Effect of HNE on the percentage of oxidized nucleotides in cardiac cells. (a) Background-corrected emission spectra of the NAD(P)H fluorescence in control conditions, $n=78$ and in fully reduced state after treatment with rotenone with cyanide (1 μM and 4 mM, respectively, $n=30$), or in fully oxidized state after treatment with DNP (50 μM, $n=15$) (left) and cells treated with HNE (25 μM, $n=74$) and after treatment with rotenone with cyanide (1 μM and 4 mM respectively, $n=25$), or with DNP (50 μM, $n=15$) (right). (b) Percentage of oxidized nucleotides, calculated as fluorescence at (fully reduced – control) / (fully reduced – fully oxidized) state in different HNE concentrations and/or in the presence of ${\mathrm{H}}_2{\mathrm{O}}_2$. (c) Component amplitude (left), fluorescence lifetimes (middle), and fluorescence intensity (right) of C1 and C2 in the presence of rotenone with cyanide (1 μM and 4 mM, respectively), or DNP (50 μM); the cell number is in brackets; *$p<0.05$ versus Control.

3.5.

HNE Lowers the Production of NADH

HNE has been reported to reduce the production of NADH in isolated cardiac mitochondria by acting through inhibition of α-ketoglutarate dehydrogenase.⁹ BHB oxidized into AcAc is known to produce NADH dependently on the BHB/AcAc ratio.³³ To investigate whether HNE is capable of affecting NADH production in living cardiac cells, we have therefore used different ratios of BHB/AcAc ($20:1$, condition favorable for NADH production, versus $2:1$, closer to physiological condition) (Fig. 7). As expected, we observed lower fluorescence when decreasing the BHB/AcAc ratio from $20:1$ to $2:1$, in accordance with lower NADH concentration in cardiomyocyte mitochondria [Fig. 7(a) and 7(b)]. This effect was also observable in the presence of HNE (25 μM).
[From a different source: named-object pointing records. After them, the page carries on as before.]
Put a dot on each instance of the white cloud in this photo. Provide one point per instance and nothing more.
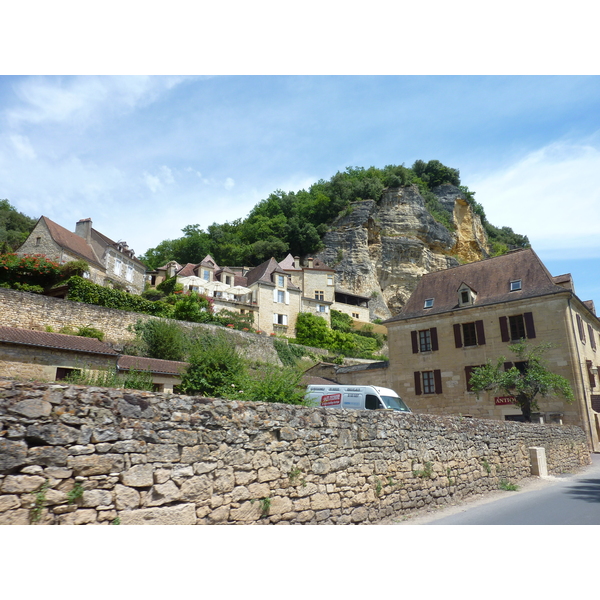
(551, 195)
(60, 99)
(23, 146)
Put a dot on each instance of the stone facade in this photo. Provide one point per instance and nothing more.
(73, 455)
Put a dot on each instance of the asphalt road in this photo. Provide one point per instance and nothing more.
(563, 500)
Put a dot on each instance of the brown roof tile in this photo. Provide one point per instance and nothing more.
(58, 341)
(154, 365)
(491, 278)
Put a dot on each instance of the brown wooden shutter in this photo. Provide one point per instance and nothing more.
(480, 333)
(580, 327)
(468, 373)
(591, 334)
(437, 378)
(504, 329)
(414, 336)
(418, 383)
(529, 328)
(588, 364)
(457, 336)
(434, 342)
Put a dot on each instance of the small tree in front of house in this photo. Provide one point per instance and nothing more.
(526, 382)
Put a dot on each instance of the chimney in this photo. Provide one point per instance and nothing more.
(83, 229)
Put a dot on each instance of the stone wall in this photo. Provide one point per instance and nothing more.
(77, 455)
(33, 311)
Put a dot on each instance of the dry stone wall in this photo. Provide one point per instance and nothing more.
(80, 455)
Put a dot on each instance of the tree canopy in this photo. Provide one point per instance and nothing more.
(14, 227)
(525, 380)
(295, 222)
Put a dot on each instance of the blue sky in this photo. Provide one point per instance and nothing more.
(146, 156)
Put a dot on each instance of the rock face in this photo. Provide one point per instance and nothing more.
(381, 249)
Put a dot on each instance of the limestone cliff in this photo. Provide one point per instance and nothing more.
(381, 249)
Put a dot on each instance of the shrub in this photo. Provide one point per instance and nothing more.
(215, 367)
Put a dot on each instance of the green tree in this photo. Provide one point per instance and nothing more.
(14, 227)
(525, 381)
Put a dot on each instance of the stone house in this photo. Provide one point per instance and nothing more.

Maximal production of NADH was then calculated as fluorescence at [control-(BHB:AcAc $2:1$)]/[(BHB:AcAc $20:1$)—(BHB:AcAc $2:1$)]. In this way, we estimated maximal production of NADH to 97% in control cells before HNE application; in the presence of HNE (25 μM), it decreased to 28.6%. These experiments are in agreement with previously reported reduced NADH production by HNE.³⁴

Fig. 7

Effect of HNE on the NADH production in cardiac cells. (a) Background-corrected emission spectra of the NAD(P)H fluorescence in control conditions ($n=78$) and/or treated with BHB/AcAc $20:1$ ($n=35$), or BHB/AcAc $2:1$ ($n=18$) (left) and in cells treated with HNE (25 μM, $n=71$) alone and/or treated with BHB/AcAc $20:1$ ($n=16$), or BHB/AcAc $2:1$ ($n=16$) (right). (b) Component amplitude (left), fluorescence lifetimes (middle), and fluorescence intensity (right) of C1 and C2 in the presence of different BHB/AcAc ratio; the cell number is in brackets; *$p<0.05$ versus control.